Черемисов пожал руку доброй женщине.
— Довольно. Я совсем согрелся.
— И слава богу. А теперь пойдемте, посмотрим вашу комнату. Ваши вещи где?
— Да тут, в коридоре оставил. Чемодан один и тот невелик.
— Эх вы, простые мои, простые. Птицы вы небесные!— ласково улыбаясь, проговорила старуха.— Акулинушка! Возьми-ка вот ихний чемодан, в угольную комнату снеси. Пойдемте-ка.
Они пошли смотреть комнату. На пороге ее, держа высоко в руках свечку, Анна Петровна остановилась и спросила торжественным голосом:
— Какова?
Комната была маленькая, низкая, темная в одно окно.
— Отличная, — улыбнулся Черемисов.
— А насчет клопов будьте спокойны. Ни одного клопа не увидите. Я их сама не люблю. Ну, теперь отдыхайте. Акулина, принеси им подушку, — обратилась она к выглядывающей из-за ее плеча Акулине, — да наволочку надень, кстати и простыньку захвати.
— Да у меня белье есть.
— Есть и будет, потом сама разберу ваши вещи, что нужно починю, — ведь вы, простые, без нашего глаза совсем голые станете.
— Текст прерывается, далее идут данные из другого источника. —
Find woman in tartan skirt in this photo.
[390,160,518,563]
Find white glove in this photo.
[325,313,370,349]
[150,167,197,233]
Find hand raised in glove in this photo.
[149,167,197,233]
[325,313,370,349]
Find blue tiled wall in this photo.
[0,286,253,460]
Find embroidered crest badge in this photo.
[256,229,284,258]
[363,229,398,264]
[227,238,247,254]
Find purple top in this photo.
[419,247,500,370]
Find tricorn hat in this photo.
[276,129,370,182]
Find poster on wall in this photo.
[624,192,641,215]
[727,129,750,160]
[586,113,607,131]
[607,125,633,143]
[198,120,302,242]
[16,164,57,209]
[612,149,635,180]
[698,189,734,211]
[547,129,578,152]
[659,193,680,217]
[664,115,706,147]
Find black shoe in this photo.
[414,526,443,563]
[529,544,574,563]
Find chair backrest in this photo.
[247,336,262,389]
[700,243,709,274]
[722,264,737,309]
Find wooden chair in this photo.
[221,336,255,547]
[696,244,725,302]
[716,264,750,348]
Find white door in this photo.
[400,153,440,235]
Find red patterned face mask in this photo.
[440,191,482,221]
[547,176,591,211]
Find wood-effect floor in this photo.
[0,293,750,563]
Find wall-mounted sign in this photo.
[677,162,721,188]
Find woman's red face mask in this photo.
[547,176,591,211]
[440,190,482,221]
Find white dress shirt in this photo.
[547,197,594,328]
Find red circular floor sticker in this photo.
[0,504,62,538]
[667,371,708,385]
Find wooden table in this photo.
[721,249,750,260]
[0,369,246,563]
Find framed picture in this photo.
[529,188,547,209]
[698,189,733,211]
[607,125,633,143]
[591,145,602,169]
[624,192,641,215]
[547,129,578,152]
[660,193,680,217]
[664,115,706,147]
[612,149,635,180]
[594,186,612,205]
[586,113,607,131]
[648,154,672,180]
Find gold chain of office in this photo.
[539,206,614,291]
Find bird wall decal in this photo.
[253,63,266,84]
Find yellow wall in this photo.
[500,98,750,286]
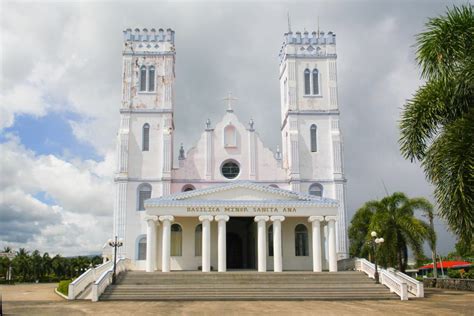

А затем отдыхайте, а я пойду. Кое-что надо поработать. Я ведь по-прежнему все сама. Как еще бог ноги мои старые носит!..
Черемисов лег в постель и, несмотря на сильное горе, от усталости и холода скоро заснул под теплым, мягким одеялом, данным тою же доброй Анной Петровной.

LVI

Снова начались для Черемисова мытарства бедной жизни, поиски за работой, за куском хлеба. Целую неделю Глеб разыскивал своих старых знакомых и почти никого не нашел. Самый близкий его приятель с месяц тому назад уехал в Америку искать счастия, оставив Глебу письмо, в котором звал и его туда же.
‘Времена, Черемисов, такие, — писалось, между прочим, в письме, — что оставаться здесь нашему брату, неумеющему приурочить себя к сладкому пирогу, нет никакого основания. Лежать же на диване, плевать в потолок и показывать кукиши в кармане (как ты сам же писал) не приходится. А затем что делать? Где дело, о котором мы, бывало, спорили до слез, из-за которого лезли на стену? Слова остались словами, кто половчей — повернул оглобли назад и пристроился к пирогу, а мы, брат, все те же прохвосты без средств, без силы и, главное, без надежды. Сомнения одолели и нас (сознайся!), и видим мы, что мы — пловцы (вдобавок, неопытные), очутившиеся ‘на утлом челне среди бурного моря’. Неужто ждать, когда бессмысленная волна смоет тебя, и знать, что там, на берегу, глядят и, бессмысленно гогоча, смеются: ‘Еще одного, мол, смыло. Не суйся в море на челне пускаться, прежде построй корабль. Поделом дураку!’ Из вышеизложенного ты, надеюсь, поймешь, что не ради пустой прихоти, не ради обезьянства я еду искать иной жизни, иного счастья в Америке, там я попробую своими руками (правда, они белы, очень белы еще, но там станут другими!) завоевать себе тот нравственный мир, которого здесь не нашел. Я долго, брат, колебался. Казалось мне — по временам мне все что-то казалось!— что не следует уезжать. Ты знаешь, я пробовал многое… Я четыре года учительствовал и перелетал из гимназии в гимназию в виде мячика. Чего же еще ждать? Полуголодная жизнь сзади, такая же впереди и в конце концов какая-то пустота в голове и сердце. К этому идет дело, так как мы, брат, дети переходного времени. Мы не баре, но и не мужики, голова работает, а руки не умеют. Мы и богу свечку ставим и черту кочергу, следовательно…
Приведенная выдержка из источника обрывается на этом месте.